Regard sur le soutien aux revues à l’InSHS : résultats de la campagne 2020-2021

Lettre de l'InSHS Institutionnel

Ingénieure de recherche CNRS, Astrid Aschehoug est éditrice en sciences humaines et sociales. Elle a rejoint l’InSHS le 1er mai dernier en qualité de chargée du soutien à l’édition scientifique et au développement de l’accès ouvert, au sein du pôle Science ouverte, édition scientifique et données de recherche.

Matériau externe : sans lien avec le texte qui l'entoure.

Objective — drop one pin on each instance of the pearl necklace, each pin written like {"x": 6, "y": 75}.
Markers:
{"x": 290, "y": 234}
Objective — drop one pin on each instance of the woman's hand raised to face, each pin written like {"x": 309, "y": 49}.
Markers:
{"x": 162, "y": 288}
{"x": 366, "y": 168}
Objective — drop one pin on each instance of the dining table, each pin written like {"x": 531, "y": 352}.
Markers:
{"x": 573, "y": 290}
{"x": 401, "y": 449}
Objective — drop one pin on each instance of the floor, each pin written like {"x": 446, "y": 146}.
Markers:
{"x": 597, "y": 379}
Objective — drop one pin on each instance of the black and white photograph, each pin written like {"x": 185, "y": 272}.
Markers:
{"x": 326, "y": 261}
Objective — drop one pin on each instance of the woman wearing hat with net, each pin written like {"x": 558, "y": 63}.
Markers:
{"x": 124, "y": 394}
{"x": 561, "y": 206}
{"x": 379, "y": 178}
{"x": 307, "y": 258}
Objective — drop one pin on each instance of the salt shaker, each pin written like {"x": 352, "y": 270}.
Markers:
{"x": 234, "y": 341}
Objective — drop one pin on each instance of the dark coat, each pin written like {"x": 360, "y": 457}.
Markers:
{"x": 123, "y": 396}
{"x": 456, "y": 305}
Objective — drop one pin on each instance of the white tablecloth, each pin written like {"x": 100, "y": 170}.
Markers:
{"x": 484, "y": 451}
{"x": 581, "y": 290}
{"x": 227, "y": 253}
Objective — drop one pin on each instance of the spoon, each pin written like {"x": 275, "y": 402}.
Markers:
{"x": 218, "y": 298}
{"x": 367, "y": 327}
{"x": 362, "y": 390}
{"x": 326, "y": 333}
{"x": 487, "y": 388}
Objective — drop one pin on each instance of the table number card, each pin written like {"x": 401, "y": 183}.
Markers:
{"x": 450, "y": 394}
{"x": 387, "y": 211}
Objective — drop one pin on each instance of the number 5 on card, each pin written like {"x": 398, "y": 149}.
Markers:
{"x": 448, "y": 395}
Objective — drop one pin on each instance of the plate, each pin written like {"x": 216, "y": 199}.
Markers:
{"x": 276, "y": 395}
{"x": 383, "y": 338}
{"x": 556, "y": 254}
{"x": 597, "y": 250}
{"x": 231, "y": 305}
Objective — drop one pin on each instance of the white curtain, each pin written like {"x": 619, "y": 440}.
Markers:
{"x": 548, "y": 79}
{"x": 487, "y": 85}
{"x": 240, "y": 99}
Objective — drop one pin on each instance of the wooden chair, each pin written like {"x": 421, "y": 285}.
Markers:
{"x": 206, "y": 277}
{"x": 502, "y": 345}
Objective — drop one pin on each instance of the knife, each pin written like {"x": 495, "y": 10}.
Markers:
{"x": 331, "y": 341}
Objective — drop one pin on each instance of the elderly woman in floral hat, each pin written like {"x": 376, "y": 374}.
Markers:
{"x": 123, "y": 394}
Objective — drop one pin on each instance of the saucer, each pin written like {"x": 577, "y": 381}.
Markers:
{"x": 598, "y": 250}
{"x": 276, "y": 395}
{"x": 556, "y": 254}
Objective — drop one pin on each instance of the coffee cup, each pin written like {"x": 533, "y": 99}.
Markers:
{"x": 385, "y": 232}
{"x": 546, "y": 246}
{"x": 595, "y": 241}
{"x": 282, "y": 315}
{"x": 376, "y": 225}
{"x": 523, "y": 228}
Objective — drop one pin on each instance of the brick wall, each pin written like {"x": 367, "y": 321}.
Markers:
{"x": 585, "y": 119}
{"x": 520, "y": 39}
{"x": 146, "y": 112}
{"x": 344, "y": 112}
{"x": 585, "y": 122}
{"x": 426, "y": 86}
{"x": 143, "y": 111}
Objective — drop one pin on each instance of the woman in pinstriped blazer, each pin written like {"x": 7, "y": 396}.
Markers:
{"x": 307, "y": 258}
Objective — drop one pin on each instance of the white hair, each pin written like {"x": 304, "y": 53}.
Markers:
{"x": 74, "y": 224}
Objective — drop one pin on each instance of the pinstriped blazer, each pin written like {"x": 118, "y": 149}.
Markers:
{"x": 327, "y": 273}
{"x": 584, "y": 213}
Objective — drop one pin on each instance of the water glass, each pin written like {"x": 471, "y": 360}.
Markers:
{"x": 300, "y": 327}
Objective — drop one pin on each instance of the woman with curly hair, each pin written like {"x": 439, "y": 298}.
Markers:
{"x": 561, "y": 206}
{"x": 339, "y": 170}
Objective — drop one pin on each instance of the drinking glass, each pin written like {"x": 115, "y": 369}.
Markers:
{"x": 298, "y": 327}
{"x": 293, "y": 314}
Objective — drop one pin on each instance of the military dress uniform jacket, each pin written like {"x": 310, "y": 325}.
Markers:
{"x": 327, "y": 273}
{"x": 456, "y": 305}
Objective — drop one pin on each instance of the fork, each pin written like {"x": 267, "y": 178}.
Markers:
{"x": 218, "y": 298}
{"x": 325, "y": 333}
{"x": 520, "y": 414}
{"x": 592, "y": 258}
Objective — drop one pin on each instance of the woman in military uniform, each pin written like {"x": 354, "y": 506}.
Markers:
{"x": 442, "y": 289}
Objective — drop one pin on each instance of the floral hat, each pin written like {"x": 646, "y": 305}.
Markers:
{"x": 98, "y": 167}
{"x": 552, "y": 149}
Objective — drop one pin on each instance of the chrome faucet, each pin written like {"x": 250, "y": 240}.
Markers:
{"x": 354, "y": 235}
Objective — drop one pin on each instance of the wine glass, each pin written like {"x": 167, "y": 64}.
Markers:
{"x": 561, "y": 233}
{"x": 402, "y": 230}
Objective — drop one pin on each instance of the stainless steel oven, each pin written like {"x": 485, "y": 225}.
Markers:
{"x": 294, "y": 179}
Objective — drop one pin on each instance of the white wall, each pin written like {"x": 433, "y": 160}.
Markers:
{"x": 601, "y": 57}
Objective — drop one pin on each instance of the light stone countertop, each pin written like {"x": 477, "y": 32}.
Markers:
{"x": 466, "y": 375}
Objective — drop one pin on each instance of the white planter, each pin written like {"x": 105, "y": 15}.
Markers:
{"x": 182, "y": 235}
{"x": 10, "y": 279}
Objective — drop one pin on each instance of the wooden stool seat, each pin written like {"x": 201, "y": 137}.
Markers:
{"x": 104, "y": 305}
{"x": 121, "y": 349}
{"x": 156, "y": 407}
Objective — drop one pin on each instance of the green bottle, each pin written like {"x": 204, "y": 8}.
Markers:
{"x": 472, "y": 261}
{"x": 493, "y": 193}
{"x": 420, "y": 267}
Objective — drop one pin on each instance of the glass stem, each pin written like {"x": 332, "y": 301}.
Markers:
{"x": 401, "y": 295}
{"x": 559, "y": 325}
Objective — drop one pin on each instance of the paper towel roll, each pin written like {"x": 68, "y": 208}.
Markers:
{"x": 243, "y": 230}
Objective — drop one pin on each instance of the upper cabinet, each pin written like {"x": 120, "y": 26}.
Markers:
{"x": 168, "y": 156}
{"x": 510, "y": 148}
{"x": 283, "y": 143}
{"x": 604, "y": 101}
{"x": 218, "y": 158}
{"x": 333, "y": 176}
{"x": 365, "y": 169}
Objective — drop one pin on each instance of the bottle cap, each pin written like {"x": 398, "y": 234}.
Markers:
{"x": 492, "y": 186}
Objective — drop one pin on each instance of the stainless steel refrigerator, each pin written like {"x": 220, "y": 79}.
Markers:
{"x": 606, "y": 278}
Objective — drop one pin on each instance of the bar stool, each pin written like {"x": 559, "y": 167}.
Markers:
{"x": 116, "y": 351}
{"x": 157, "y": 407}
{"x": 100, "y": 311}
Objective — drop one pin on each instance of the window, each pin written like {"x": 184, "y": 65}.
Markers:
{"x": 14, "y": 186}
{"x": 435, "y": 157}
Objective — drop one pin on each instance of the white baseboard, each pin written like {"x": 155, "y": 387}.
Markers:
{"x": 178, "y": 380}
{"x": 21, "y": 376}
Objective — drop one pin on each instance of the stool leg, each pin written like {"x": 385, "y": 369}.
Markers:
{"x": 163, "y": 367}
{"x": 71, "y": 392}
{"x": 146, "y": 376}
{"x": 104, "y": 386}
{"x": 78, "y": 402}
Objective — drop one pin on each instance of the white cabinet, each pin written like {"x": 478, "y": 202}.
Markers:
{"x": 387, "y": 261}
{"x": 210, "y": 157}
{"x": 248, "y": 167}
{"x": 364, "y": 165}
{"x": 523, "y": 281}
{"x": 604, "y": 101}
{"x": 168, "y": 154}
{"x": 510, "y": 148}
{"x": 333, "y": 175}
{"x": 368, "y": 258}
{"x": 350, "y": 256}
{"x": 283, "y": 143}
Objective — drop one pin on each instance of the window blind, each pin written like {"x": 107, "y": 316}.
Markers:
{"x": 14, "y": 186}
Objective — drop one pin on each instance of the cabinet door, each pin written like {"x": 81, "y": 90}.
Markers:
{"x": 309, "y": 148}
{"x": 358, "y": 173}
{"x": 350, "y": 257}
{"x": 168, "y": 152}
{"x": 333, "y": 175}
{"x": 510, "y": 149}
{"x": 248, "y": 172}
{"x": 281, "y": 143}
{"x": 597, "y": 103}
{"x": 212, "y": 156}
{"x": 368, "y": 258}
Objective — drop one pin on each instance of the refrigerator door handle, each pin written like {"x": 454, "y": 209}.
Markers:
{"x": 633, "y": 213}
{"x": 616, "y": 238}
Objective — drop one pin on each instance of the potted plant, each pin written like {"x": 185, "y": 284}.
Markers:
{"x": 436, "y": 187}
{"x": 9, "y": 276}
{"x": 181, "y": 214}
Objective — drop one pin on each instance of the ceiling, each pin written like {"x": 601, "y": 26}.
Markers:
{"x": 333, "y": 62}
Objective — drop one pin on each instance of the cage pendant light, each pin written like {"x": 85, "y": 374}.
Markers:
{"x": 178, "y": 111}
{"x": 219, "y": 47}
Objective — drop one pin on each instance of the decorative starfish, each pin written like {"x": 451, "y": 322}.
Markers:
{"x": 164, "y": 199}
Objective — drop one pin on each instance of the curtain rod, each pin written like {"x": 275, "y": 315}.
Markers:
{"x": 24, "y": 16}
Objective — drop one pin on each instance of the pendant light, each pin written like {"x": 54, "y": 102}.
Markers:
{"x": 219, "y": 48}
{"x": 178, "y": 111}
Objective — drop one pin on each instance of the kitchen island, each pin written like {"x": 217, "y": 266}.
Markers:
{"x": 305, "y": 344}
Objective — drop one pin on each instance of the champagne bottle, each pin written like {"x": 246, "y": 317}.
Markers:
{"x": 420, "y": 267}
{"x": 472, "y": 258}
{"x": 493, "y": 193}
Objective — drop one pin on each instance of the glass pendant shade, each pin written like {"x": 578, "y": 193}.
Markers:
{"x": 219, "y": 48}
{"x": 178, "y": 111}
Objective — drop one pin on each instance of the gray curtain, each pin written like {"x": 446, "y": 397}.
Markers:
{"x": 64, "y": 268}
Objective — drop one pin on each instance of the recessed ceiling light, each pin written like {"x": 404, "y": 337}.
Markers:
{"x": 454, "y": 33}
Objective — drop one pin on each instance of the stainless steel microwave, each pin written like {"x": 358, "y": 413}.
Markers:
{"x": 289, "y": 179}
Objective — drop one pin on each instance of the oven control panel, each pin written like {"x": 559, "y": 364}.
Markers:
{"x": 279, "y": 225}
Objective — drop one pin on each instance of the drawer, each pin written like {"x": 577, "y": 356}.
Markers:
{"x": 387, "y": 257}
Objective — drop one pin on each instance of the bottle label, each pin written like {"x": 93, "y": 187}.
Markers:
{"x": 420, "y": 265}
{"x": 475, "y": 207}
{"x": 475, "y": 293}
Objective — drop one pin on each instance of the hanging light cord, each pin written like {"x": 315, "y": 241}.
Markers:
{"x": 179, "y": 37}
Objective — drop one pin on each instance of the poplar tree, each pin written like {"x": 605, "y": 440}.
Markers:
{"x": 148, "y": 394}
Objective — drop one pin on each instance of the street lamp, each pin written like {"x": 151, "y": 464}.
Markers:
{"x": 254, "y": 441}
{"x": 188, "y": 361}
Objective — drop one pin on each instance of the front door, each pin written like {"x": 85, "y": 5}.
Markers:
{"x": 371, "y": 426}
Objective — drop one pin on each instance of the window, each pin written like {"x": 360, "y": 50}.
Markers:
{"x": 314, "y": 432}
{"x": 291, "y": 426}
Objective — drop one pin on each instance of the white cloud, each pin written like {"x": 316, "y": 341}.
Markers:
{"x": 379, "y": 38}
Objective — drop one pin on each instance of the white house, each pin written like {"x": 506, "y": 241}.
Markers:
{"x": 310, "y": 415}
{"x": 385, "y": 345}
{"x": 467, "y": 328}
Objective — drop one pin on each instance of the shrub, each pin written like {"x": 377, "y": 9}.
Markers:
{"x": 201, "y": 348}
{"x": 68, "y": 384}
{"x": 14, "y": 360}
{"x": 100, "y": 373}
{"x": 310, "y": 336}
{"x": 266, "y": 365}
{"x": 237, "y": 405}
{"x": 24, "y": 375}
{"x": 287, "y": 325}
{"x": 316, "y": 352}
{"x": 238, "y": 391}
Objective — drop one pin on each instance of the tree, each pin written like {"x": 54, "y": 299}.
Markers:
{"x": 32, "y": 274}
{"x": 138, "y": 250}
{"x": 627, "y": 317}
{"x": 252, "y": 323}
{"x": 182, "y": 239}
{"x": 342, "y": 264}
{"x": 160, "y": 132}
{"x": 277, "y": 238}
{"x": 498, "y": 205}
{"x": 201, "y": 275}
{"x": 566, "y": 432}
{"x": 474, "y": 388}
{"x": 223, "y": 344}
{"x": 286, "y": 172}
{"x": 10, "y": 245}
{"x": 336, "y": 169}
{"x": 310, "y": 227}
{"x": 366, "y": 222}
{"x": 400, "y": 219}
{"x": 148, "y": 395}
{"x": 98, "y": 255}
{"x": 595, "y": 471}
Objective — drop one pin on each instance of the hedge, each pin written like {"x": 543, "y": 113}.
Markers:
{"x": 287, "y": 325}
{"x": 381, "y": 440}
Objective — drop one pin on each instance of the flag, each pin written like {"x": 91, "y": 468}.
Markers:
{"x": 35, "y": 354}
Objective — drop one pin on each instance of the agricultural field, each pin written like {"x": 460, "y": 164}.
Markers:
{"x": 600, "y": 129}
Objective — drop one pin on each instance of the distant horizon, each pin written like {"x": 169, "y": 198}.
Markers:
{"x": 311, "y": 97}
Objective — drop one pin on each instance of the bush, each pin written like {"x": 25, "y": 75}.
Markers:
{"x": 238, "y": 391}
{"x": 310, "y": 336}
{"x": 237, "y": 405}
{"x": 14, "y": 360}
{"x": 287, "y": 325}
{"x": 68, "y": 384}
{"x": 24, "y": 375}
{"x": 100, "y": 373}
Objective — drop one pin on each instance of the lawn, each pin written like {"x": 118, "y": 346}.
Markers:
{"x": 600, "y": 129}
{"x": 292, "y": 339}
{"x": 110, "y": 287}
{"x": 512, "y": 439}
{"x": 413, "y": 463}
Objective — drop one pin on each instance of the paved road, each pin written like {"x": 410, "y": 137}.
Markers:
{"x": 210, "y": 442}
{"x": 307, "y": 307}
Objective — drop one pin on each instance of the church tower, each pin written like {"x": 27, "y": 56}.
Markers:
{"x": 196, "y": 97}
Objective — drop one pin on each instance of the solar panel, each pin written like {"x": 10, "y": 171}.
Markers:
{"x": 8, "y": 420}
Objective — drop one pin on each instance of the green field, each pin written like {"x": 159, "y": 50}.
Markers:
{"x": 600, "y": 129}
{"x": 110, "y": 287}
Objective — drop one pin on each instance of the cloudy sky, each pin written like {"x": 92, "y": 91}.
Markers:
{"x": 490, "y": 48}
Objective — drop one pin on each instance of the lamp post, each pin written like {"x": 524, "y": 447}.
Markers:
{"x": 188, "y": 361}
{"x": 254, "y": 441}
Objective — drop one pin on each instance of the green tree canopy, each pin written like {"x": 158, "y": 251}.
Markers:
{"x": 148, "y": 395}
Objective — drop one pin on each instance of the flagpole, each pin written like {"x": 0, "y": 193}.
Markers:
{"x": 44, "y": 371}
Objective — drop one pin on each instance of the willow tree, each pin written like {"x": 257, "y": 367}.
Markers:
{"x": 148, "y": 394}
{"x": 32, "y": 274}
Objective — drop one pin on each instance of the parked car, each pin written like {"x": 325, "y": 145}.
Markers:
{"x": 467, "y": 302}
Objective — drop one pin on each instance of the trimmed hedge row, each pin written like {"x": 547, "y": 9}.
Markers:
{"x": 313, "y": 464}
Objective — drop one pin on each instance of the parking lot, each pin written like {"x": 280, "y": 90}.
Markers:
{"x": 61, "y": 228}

Pour l’Institut des sciences humaines et sociales (InSHS) du CNRS, la campagne de soutien aux revues est un temps fort. Elle est traditionnellement organisée tous les deux ans. Son analyse mobilise non seulement des moyens humains de l’Institut comme sa directrice, ses directeurs et directrices adjoints scientifiques (DAS), son pôle Science ouverte et son pôle Ressources financières, mais aussi, hors Institut, les onze sections du Comité national rattachées à l’InSHS de façon principale ou secondaire et, nouveauté de cette dernière campagne 2020-2021, la direction des systèmes d’information (DSI) du CNRS. L’appui de la DSI allié aux compétences d’Emmanuelle Morlock, chargée de mission au pôle Science ouverte de l’InSHS entre 2019 et 2020, ont ainsi permis à chacune des revues candidates de remplir un formulaire en ligne pour la première fois. Cette chaîne de travail a, entre autres, eu pour avantage de faciliter le traitement semi-automatique des données fournies par les revues candidates et d’affiner leur analyse, sachant que ces deux objectifs ont été les véritables fils d’Ariane du traitement des quatre dernières campagnes1 .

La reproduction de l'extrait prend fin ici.